Sensitivity analysis of etiology subgroup

To explore whether the inverse association between ALP and PVT was confounded by cholestatic liver disease, we performed a sensitivity analysis stratified by cirrhosis etiology (viral, alcohol-related, and cholestatic) in the training set. In all three etiological subgroups, ALP showed all negative correlations with PVT occurrence: viral hepatitis (rho = −0.320, p = 0.002), alcohol-related cirrhosis (rho = −0.287, p = 0.213), and PBC (primary biliary cholangitis) (rho = −0.458, p = 0.016), with univariate analysis in different subgroups displayed similar tendency (Fig. 3e). Notably, ALP levels differed significantly across subgroup, among which the highest levels were observed in PBC subgroup (median [IQR]: 153.1 [101.5–227.2] U/L) compared to viral (90.8 [69.9–139.6] U/L) and alcohol (114.8 [74.9–152.2] U/L) groups (p < 0.001 and p = 0.030, Wilcox’s test, respectively), with no statistic difference between viral hepatitis and alcohol-related cirrhosis group (p = 0.116, Wilcox’s test) (Fig. 3d). Despite the higher ALP levels in PBC patients, the inverse correlation remained consistent across all etiologies, although it appeared strongest in the cholestatic subgroup.

Calibration curve

Two calibration curves of Lasso-1 (MAE = 0.048) and “ASP” (MAE = 0.033) were then depicted by setting 1000 repetitions through Bootstrap method (Fig. 4a, b). Two calibration curves both displayed the tendency that apparent and bias-corrected lines are close to ideal at the beginning, then diverted towards upper left area when predicted probability is between 0.2 and 0.4, and diverted to lower right when predicted probability was over 0.4, indicating an over-estimating risk exists in high-risk area, for instance if one patient is evaluated obtaining PVT risk exceed 0.4 calculated by current model, the result should be considered as going through precise assessment but not directly define the patient as high PVT risk.

DCA curve & nomogram

The DCA curves of Lasso-1 and “ASP” depicted same tendency of decreasing, in which reached best net benefit with risk threshold around 0.3 (Fig. 4d). DCA analysis quantifies the net benefit of adopting a risk-based “intervention” strategy across a range of risk thresholds. In this study, the “intervention” was defined as going through hypercoagulability test and intensified regular imaging surveillance (e.g., abdominal ultrasound every 6–12 months) for early precaution for PVT rather than directly initiate anticoagulation therapy, given the latter’s bleeding risk in cirrhosis.

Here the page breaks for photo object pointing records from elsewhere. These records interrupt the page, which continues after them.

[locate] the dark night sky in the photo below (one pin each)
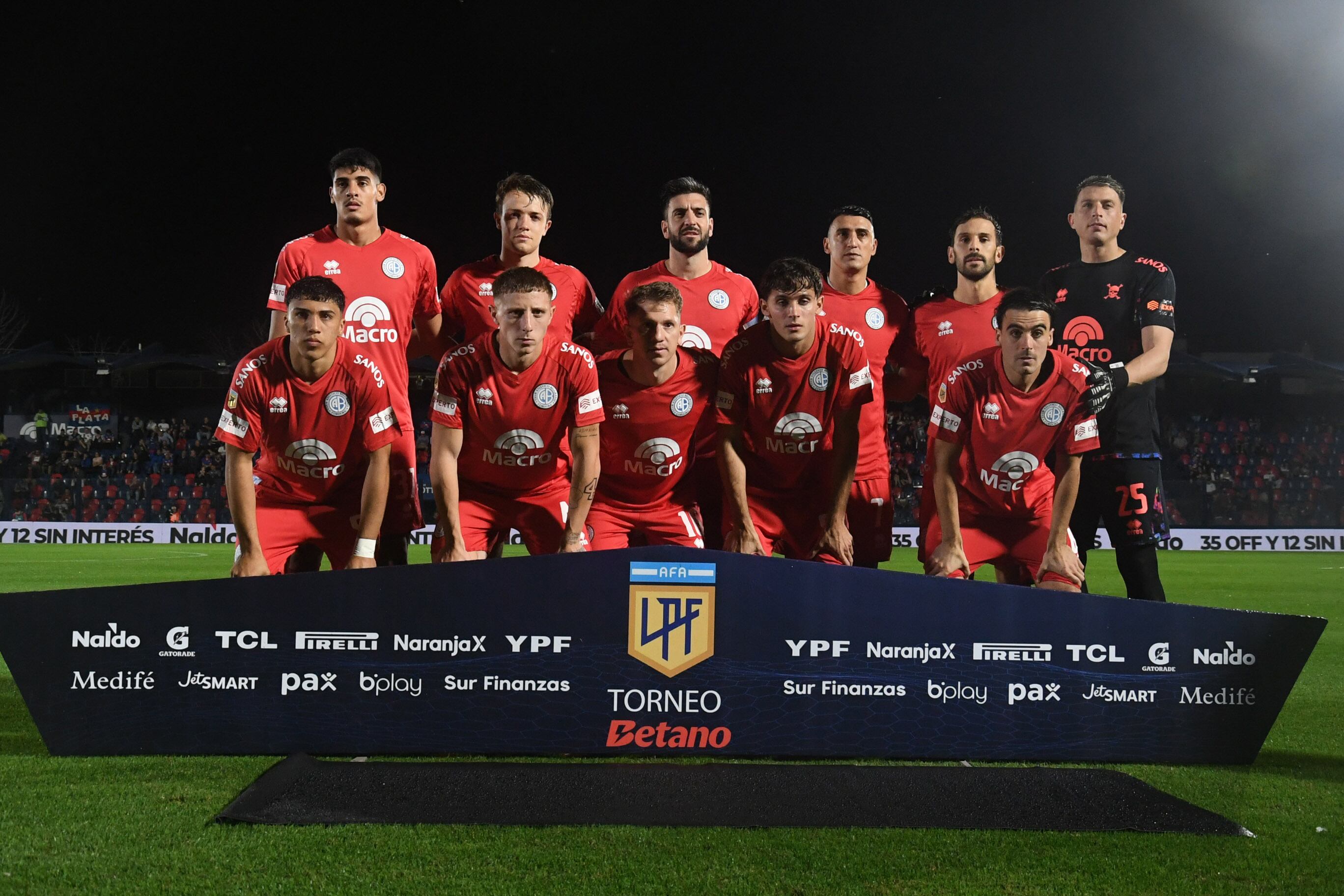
(156, 166)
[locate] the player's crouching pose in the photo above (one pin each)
(659, 399)
(788, 410)
(1010, 409)
(502, 403)
(320, 413)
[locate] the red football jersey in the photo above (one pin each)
(313, 437)
(715, 307)
(468, 299)
(388, 285)
(786, 406)
(1010, 434)
(877, 316)
(514, 422)
(649, 437)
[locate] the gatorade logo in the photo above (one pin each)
(1081, 331)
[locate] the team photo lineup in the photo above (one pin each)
(697, 407)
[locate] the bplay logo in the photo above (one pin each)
(113, 637)
(364, 317)
(1031, 692)
(291, 681)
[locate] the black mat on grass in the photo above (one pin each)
(302, 790)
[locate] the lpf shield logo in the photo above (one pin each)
(671, 615)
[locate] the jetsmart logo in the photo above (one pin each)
(335, 641)
(1011, 652)
(364, 317)
(304, 457)
(512, 449)
(796, 430)
(656, 457)
(1015, 469)
(111, 639)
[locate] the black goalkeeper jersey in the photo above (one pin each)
(1100, 315)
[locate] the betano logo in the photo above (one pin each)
(656, 457)
(671, 620)
(362, 319)
(1080, 332)
(514, 447)
(1015, 467)
(312, 453)
(796, 427)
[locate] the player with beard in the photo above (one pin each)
(1007, 410)
(1117, 312)
(658, 394)
(788, 410)
(395, 313)
(502, 406)
(857, 304)
(323, 422)
(948, 328)
(717, 306)
(523, 215)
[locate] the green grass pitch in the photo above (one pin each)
(140, 825)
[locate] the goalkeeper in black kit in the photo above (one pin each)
(1116, 311)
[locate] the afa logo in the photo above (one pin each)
(671, 615)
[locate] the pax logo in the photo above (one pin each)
(308, 458)
(364, 317)
(656, 457)
(1081, 331)
(1010, 472)
(795, 432)
(511, 449)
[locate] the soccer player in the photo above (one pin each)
(523, 209)
(1116, 312)
(322, 413)
(1007, 410)
(659, 395)
(394, 282)
(788, 410)
(502, 405)
(717, 304)
(948, 328)
(857, 304)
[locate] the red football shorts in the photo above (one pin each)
(611, 524)
(870, 515)
(402, 515)
(1003, 542)
(284, 529)
(539, 518)
(788, 523)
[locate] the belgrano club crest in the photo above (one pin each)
(671, 615)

The net benefit was compared against two extremes: “all intervention” (all patients receive intensified surveillance) and “none intervention” (no patient receives surveillance). The threshold probability at which the model yields the highest net benefit was identified as optimal cutoff for clinical decision-making.

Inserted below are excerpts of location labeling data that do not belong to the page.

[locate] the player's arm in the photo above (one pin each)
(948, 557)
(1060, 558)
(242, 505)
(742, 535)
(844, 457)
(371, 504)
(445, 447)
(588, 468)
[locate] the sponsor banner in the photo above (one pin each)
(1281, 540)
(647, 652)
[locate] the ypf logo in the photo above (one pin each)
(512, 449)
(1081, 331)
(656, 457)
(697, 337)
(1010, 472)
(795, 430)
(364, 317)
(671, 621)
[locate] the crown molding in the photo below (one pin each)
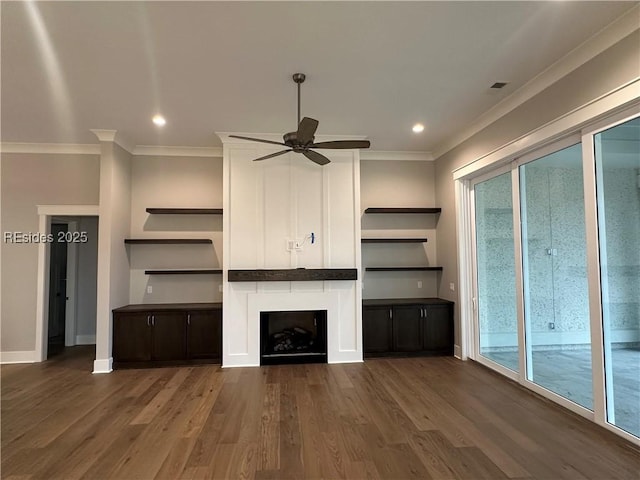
(601, 41)
(50, 148)
(157, 151)
(396, 155)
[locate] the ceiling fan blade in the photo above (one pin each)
(258, 140)
(343, 144)
(316, 157)
(281, 152)
(306, 130)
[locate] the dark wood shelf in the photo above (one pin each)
(293, 275)
(394, 240)
(193, 271)
(166, 241)
(185, 211)
(403, 210)
(402, 269)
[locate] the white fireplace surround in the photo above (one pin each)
(269, 204)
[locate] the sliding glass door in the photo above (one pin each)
(617, 157)
(495, 271)
(556, 302)
(556, 271)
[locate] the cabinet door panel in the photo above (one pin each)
(131, 337)
(169, 336)
(204, 334)
(438, 328)
(407, 328)
(376, 329)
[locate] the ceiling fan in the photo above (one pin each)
(301, 141)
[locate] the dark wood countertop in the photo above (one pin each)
(167, 307)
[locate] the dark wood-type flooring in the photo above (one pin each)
(386, 418)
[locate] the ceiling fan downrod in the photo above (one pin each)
(299, 78)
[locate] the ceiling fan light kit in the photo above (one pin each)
(302, 140)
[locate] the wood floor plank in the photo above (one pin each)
(382, 419)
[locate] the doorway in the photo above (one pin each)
(72, 272)
(57, 289)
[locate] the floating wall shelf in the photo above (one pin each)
(185, 211)
(166, 241)
(402, 210)
(394, 240)
(402, 269)
(198, 271)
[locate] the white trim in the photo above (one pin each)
(457, 352)
(19, 357)
(160, 151)
(69, 210)
(103, 365)
(85, 339)
(397, 155)
(50, 148)
(618, 99)
(606, 38)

A nomogram was then built for visualizing the “ASP” model. Three clinical parameters in nomogram are scored independently to predict the probability of PVT (Fig. 4c), to use the nomogram, firstly locate the value of each variable on correspond axis, then draw a vertical line upward intersect to “Points” axis to obtain three parts of point, then sum up the points on “Total Points” axis and draw a vertical line downward intersect to “Risk of PVT” axis to obtain the predicted probability. The predicted probability will reach over 30% when the total score exceeds 65, indicating liver cirrhosis patients scored over 65 points may have potential PVT risk in 24 months.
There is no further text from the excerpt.